There is another version of constrained Kmeans that handles *size* constraints [[2][2]]. A python implementation of the algorithm (and its extensions) is available [here](https://github.com/Behrouz-Babaki/MinSizeKmeans).

### Exact algorithms for constrained clustering

In 2013-14, I was working on developing an integer linear programming
formulation for an instance of the constrained clustering problem.

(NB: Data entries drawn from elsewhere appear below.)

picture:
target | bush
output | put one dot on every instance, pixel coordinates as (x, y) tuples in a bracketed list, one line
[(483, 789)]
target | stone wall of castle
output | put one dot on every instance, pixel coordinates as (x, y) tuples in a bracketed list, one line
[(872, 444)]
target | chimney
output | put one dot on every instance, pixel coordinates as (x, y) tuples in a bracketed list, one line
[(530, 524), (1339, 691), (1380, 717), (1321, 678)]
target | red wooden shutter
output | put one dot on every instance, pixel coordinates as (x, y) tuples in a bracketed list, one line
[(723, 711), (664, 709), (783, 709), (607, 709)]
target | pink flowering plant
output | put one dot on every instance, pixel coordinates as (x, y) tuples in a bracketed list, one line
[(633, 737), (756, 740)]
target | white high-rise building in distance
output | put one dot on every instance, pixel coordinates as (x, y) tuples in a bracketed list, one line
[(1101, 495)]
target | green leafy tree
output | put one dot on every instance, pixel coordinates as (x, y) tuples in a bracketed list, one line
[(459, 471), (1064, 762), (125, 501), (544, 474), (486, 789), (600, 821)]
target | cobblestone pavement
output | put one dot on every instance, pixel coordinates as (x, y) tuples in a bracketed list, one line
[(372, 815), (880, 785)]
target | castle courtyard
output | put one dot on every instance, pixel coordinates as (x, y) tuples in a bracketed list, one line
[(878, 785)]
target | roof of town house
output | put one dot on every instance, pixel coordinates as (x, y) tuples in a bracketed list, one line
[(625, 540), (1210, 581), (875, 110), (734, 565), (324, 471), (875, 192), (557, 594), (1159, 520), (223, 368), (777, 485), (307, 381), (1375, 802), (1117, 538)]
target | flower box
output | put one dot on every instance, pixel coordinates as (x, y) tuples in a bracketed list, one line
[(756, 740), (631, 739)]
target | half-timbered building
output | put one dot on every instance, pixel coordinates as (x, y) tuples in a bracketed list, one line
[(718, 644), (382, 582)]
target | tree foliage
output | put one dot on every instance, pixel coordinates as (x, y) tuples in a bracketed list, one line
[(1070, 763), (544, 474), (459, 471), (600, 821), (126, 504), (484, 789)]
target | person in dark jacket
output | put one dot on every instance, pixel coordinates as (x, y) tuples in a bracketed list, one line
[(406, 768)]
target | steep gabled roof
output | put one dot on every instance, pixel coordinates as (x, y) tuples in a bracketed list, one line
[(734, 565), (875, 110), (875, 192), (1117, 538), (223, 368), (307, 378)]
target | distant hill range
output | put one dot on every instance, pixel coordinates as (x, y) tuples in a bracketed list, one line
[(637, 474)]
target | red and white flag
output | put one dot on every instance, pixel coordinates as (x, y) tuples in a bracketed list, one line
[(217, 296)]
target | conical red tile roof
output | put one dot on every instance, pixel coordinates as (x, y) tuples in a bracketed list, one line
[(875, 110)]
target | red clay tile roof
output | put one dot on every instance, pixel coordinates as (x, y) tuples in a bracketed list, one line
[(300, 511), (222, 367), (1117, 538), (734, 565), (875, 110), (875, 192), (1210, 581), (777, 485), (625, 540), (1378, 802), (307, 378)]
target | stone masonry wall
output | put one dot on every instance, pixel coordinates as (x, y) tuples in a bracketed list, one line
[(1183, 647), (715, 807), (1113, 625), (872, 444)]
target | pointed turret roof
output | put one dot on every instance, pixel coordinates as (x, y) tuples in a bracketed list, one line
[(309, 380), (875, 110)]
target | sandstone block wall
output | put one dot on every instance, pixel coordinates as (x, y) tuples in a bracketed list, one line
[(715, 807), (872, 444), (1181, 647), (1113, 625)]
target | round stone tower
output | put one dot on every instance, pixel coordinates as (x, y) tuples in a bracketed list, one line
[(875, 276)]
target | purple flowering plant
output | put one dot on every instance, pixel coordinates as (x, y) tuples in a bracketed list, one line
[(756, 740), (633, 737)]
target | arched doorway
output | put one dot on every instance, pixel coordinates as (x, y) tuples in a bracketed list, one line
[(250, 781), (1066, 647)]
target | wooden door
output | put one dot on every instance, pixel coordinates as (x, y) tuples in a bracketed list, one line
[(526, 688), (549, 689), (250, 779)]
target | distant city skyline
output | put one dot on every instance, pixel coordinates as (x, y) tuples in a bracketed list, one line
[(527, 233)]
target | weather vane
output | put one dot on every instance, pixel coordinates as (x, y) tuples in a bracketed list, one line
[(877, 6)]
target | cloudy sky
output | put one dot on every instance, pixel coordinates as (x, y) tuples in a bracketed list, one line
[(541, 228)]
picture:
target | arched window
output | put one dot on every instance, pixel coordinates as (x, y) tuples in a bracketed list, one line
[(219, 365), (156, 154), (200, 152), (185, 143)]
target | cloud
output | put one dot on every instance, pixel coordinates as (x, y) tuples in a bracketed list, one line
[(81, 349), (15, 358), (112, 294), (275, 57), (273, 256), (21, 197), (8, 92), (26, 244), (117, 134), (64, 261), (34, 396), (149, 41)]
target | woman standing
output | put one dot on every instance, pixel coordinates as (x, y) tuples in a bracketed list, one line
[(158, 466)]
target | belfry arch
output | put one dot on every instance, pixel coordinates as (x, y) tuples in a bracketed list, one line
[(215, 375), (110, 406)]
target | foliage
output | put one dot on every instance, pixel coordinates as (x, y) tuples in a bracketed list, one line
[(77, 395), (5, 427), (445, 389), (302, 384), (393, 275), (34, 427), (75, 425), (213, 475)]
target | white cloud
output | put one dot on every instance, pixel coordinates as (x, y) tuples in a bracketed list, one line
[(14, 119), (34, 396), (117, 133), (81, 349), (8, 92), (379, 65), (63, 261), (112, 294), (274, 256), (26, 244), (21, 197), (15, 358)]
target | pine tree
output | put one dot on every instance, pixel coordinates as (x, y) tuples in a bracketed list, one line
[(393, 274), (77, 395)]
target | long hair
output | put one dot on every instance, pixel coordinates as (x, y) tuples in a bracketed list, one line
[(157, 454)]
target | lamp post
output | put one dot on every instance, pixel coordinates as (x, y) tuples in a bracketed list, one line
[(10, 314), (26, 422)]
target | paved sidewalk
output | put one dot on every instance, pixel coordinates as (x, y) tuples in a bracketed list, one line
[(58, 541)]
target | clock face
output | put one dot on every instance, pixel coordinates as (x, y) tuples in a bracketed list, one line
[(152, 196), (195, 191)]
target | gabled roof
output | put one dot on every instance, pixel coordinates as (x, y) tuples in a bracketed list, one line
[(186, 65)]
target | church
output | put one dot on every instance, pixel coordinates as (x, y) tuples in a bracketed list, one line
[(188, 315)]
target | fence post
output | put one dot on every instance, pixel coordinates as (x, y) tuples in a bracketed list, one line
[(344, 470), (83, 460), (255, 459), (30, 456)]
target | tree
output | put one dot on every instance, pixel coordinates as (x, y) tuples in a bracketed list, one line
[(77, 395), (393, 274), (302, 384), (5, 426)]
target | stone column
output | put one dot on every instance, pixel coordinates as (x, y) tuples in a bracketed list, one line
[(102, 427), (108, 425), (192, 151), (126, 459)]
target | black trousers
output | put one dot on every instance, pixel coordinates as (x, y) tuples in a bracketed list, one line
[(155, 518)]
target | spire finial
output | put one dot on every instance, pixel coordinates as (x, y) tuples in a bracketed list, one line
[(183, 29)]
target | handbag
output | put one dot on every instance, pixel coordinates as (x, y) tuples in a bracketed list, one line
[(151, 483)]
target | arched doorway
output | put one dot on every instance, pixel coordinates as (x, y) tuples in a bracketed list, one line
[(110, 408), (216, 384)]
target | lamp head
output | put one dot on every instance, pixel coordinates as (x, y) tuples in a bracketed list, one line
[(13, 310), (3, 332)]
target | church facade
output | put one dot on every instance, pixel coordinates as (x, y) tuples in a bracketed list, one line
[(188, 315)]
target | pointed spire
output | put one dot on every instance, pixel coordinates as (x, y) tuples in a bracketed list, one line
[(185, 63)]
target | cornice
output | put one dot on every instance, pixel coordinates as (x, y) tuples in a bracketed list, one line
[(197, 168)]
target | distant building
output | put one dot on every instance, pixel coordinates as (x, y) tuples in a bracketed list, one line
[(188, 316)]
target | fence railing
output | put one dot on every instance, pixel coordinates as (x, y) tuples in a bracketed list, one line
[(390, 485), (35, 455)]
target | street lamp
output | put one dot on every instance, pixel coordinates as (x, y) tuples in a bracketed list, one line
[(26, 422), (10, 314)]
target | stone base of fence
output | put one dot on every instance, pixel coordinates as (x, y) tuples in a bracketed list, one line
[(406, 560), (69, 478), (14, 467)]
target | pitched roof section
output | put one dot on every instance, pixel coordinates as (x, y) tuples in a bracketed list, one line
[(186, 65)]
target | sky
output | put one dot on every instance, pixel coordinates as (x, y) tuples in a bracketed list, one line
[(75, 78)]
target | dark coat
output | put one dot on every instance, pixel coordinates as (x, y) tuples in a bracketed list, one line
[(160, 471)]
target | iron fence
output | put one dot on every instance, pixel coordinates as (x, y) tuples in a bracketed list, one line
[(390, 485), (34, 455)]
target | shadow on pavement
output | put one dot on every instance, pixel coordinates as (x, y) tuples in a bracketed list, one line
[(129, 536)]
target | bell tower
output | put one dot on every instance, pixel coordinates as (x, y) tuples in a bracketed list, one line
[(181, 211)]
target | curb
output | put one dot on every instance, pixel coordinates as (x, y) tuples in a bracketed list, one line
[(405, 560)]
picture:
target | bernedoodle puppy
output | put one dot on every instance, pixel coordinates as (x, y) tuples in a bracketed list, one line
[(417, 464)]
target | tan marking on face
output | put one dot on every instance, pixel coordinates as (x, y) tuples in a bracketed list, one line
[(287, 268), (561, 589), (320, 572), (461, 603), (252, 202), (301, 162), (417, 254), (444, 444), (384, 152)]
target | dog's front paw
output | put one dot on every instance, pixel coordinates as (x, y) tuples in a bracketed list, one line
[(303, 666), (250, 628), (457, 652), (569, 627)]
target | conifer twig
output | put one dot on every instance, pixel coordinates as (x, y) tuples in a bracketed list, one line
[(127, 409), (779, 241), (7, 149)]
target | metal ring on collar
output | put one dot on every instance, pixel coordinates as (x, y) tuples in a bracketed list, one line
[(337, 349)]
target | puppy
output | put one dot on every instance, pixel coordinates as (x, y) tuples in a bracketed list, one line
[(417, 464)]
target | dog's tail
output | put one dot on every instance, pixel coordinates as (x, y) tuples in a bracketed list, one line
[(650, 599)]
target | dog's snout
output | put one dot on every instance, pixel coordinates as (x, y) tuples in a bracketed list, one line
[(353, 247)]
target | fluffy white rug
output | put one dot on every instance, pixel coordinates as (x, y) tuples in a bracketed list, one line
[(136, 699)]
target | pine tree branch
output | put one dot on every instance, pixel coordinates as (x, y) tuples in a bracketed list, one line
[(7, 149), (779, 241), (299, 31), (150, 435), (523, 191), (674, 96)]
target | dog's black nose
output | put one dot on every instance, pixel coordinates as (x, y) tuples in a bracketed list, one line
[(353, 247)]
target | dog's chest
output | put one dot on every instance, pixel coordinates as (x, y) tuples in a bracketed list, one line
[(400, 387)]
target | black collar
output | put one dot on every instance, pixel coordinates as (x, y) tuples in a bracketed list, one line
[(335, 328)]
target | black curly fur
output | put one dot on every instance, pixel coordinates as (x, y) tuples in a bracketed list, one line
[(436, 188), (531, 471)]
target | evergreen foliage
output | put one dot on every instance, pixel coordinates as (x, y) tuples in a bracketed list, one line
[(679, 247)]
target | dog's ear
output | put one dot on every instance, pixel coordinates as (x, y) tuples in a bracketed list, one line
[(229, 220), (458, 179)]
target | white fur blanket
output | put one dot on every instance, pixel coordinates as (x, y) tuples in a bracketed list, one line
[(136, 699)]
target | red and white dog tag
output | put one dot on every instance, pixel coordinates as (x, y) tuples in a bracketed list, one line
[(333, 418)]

The
approach that I chose was *Branch-and-Price* (also referred to as
column-generation). In the initialization step of my algorithm, I needed another algorithm that can produce solutions of reasonably good quality very
quickly. The algorithm **COP-Kmeans** turned out to be exactly what I
was looking for. Interested in knowing more about my own work? Go to my
[homepage][page], from where you can access my paper [[3][3]] and the
corresponding code.

There is also a [body of work](https://cp4clustering.github.io/) on using constraint programming for exact constrained clustering. In particular, [[4][4]] is the state-of-the art in exact constrained clustering.

## References
1. Wagstaff, K., Cardie, C., Rogers, S., & Schrödl, S. (2001,
June). Constrained k-means clustering with background knowledge. In
ICML (Vol. 1, pp. 577-584).

2. Bradley, P. S., K. P. Bennett, and Ayhan Demiriz. "Constrained k-means clustering." Microsoft Research, Redmond (2000): 1-8.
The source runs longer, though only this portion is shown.